震災慰霊碑の前で自身が作詞した楽曲「瑠璃鳥」のCDを手にする渋谷住職=仙台市青葉区の資福寺

 東日本大震災の被災者を励まそうと、仙台市青葉区にある資福寺の渋谷芳円(ほうえん)住職(46)が作詞した楽曲「瑠璃鳥(るりどり)」が、CDとなって発売された。瑠璃鳥は昨年3月、同寺で営まれた震災七回忌法要で披露された。渋谷住職は「多くの人に聴いてもらい、心の癒やしになればいい」と願う。

 歌詞のテーマは「幸せは自分の身近に存在する」。曲名と同じく、童話「青い鳥」を参考にした。
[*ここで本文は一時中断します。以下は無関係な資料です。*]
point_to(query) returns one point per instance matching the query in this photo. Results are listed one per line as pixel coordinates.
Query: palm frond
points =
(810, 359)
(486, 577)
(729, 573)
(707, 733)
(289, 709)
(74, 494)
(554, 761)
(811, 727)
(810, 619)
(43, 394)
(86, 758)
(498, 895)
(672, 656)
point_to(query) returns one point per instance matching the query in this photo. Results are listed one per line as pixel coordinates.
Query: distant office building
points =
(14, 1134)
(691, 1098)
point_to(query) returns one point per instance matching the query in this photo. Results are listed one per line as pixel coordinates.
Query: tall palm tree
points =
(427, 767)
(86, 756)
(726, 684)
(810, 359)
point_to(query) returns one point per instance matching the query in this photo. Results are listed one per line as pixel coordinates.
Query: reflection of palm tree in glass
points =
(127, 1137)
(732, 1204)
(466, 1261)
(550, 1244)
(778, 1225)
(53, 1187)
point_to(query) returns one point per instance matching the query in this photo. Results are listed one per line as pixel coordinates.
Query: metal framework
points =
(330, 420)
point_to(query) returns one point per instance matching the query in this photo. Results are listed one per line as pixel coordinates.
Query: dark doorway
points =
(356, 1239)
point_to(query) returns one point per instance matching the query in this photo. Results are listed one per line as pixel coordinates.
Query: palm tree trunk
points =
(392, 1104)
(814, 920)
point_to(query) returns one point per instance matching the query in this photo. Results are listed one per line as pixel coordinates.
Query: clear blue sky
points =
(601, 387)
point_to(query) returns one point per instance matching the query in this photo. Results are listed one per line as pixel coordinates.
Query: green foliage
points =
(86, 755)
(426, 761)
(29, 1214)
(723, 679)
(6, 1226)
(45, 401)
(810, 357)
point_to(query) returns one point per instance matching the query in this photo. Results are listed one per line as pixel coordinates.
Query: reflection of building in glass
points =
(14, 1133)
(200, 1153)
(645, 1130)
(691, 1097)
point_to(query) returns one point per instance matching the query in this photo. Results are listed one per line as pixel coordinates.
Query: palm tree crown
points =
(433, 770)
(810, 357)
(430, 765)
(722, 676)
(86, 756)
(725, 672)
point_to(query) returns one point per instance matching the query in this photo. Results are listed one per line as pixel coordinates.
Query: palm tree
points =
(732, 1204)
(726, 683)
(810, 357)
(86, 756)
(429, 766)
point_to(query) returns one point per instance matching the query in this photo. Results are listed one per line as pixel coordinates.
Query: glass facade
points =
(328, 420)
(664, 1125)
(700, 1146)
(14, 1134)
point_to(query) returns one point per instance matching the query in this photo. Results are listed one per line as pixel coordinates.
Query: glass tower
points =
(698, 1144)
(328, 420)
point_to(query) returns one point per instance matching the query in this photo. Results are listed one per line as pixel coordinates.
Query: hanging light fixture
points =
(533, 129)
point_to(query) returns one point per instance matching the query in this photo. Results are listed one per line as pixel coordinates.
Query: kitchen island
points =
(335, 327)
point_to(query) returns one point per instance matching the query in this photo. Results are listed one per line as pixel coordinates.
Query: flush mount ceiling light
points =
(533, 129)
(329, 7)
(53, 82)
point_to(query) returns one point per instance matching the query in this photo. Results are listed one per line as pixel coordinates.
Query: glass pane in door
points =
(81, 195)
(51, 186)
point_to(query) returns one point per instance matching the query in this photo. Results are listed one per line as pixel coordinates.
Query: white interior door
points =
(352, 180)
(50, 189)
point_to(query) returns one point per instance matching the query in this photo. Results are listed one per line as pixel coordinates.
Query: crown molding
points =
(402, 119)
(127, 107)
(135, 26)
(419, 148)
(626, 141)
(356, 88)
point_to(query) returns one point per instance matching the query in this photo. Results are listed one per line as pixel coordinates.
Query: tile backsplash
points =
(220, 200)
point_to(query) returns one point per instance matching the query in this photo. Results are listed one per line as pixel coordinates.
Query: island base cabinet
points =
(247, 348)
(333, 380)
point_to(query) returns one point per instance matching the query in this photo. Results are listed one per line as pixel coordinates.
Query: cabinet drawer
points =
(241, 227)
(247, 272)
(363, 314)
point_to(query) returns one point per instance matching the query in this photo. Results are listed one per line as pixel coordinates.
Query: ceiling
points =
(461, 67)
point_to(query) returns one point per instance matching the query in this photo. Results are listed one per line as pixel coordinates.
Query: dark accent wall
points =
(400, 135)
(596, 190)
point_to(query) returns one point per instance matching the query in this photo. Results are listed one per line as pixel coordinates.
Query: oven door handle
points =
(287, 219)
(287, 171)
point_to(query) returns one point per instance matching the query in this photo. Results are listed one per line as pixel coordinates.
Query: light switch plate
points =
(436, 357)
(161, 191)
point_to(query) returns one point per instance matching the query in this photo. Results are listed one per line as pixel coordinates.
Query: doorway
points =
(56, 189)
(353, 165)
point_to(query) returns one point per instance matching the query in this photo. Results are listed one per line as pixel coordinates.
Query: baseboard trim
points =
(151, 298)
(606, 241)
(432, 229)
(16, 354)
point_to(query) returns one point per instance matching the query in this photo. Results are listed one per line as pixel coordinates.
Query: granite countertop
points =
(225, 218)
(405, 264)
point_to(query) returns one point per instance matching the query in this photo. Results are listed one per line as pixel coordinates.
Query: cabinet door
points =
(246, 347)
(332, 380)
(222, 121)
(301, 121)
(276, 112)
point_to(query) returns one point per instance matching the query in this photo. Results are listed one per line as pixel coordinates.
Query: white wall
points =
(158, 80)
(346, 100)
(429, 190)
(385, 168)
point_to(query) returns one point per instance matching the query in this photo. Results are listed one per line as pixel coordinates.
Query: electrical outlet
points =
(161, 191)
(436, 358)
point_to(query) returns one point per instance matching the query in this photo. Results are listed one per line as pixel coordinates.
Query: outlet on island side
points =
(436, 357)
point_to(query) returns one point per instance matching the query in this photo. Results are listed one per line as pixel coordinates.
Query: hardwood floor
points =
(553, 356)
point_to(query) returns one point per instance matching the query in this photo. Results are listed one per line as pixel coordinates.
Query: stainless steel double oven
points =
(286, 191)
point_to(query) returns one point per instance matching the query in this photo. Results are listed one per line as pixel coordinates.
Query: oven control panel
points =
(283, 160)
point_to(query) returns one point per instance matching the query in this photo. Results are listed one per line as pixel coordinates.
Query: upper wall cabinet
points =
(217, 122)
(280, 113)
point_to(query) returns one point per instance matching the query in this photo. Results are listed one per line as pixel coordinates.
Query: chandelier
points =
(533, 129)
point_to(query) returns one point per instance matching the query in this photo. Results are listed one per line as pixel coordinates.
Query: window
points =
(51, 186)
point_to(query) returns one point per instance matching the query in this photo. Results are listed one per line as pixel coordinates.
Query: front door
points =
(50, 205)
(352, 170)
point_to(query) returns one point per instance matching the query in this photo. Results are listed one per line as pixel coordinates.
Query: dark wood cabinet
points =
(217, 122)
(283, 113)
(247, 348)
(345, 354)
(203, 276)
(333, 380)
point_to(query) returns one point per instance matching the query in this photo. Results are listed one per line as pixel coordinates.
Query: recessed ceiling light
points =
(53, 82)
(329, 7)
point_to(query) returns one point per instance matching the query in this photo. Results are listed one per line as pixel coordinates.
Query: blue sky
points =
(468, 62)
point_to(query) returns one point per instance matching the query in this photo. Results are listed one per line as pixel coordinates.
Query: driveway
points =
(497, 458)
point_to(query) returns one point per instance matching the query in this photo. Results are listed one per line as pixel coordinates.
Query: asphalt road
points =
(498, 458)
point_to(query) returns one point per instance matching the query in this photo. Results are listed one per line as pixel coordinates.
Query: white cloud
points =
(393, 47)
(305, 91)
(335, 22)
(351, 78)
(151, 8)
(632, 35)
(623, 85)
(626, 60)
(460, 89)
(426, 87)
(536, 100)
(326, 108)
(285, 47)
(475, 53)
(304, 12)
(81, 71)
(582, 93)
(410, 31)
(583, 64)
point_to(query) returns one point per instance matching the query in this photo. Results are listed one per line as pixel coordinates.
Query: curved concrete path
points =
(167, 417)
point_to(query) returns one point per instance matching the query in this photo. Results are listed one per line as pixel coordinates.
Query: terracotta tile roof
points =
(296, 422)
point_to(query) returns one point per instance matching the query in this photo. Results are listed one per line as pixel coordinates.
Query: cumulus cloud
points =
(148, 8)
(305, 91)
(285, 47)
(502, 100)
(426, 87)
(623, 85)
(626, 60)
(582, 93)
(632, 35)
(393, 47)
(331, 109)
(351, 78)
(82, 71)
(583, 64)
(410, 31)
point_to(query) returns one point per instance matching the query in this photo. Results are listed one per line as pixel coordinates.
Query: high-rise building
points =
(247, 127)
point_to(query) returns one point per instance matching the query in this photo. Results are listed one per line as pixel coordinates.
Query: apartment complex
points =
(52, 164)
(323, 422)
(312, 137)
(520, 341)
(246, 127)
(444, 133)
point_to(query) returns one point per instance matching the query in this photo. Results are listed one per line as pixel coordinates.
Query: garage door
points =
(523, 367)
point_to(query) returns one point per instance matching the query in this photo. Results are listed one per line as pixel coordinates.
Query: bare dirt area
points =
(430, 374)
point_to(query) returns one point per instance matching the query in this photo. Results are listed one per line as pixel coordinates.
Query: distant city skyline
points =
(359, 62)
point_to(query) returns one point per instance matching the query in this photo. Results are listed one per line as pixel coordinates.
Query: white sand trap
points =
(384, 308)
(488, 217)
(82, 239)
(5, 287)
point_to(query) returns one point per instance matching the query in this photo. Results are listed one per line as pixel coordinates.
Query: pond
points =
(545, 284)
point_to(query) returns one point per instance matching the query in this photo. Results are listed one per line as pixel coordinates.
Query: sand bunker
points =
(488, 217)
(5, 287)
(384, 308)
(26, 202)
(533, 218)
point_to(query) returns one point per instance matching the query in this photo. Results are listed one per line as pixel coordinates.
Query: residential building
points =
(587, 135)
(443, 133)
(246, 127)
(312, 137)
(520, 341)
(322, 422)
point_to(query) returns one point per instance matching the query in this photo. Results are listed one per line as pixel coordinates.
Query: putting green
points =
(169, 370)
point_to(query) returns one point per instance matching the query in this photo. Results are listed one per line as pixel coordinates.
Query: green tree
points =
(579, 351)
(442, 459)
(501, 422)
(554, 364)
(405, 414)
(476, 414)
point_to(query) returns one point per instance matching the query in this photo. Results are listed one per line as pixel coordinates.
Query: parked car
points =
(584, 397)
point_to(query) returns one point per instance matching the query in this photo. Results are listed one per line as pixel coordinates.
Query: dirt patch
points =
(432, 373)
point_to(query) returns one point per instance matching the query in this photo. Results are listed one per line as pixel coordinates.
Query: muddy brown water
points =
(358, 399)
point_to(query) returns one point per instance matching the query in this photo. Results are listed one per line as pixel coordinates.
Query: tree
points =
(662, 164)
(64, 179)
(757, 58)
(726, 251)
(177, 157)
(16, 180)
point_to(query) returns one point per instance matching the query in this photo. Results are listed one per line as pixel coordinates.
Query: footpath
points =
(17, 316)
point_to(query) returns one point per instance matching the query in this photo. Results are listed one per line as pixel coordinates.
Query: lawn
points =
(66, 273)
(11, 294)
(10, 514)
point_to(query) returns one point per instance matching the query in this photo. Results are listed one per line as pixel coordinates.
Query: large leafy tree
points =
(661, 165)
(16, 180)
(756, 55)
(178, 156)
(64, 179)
 渋谷住職は「震災の悲しい体験は忘れられないが、震災前の良い思い出もたくさんある。それを大事にして前向きになる。七回忌は、そう考えて生きていく区切りの機会としたかった」と意図を説明する。
 七回忌を半年後に控えた2016年夏、渋谷住職が制作を企画した。作詞は初めてだったが、1カ月ほどで完成した。作曲は、仙台を中心に活動する女性歌手Maasa(マーサ)さんに依頼。Maasaさんが七回忌法要で、出席した100人を前に歌い上げた。
 曲を気に入ったMaasaさんが、多くの人に聴いてもらおうとCD化に尽力し、今年2月末に発売となった。
 渋谷住職は「学校や震災のイベントなどで聴いてほしい。今後も被災者への思いを表現できる歌詞作りに取り組みたい」と意欲を見せる。
 CDは1枚1080円。瑠璃鳥のインストゥルメンタルなど計4曲入っている。発売元はサウストゥノースレコーズ(東京)。